= Nellie E. Pooler Chapman =

American dentist

Nellie Elizabeth Pooler Chapman (1847–1906) became in 1879 the first registered female dentist in the American western territories.

She was born Nellie Elizabeth Pooler on May 8, 1847, in Norridgewock, Maine to John Ruxton Pooler and Matilda J. O'Hara. who joined the California Gold Rush. Nellie mined alongside her parents in California.

At the age of 14, she married the dentist Allen Chapman (1826–1897), with whom she had two sons in 1862 and 1864 when she was 14 and 17 of age. She learned by assisting her husband with his dental practice and quickly took to dentistry.

When she was 21, her husband left to look for silver in the Comstock silver rush in Nevada. In 1879 she became the first registered female dentist in the American western territories; that was the first year dentists in those territories had to be registered, and she was registered as number 79.
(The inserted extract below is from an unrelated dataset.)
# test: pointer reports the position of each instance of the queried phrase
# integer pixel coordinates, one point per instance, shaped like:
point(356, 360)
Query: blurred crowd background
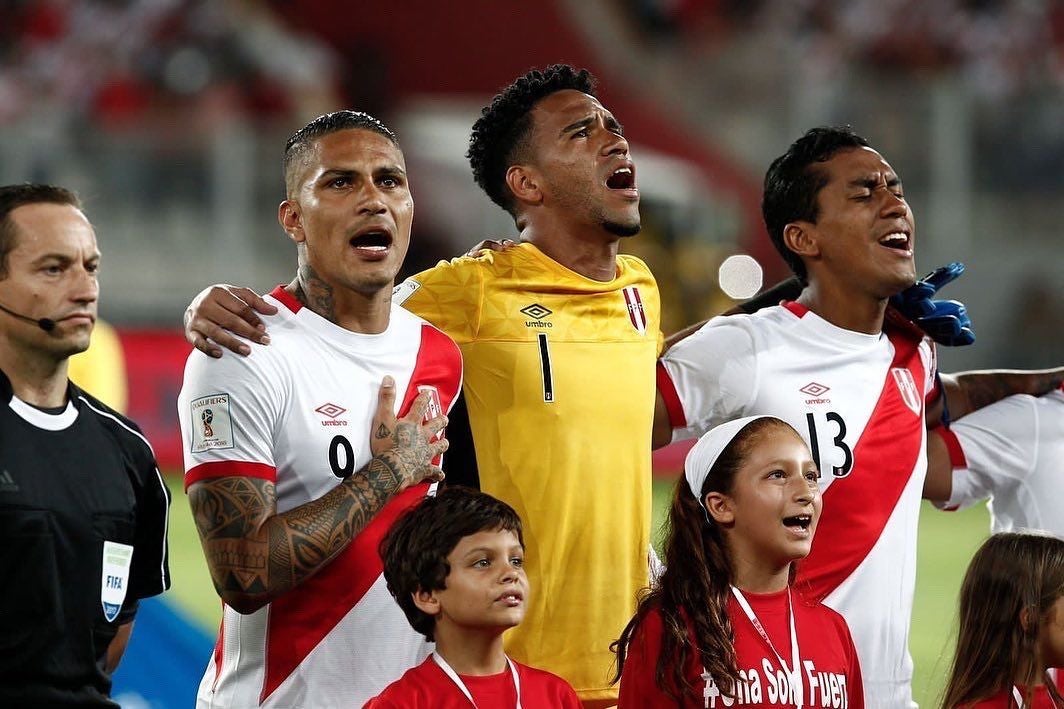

Her dental practice continued to grow. Chapman soon equipped her practice with state of the art equipment and her clients were said to be treated “like royalty".

Chapman died of cancer on April 7, 1906, in Nevada City, California.

Both of her sons followed in her footsteps and became dentists as well.

Chapman has been said to have paved the way for the women dentists in the Western United States that would follow. An exhibit detailing the events of her life can be seen at the Women's Museum of California in San Diego, California.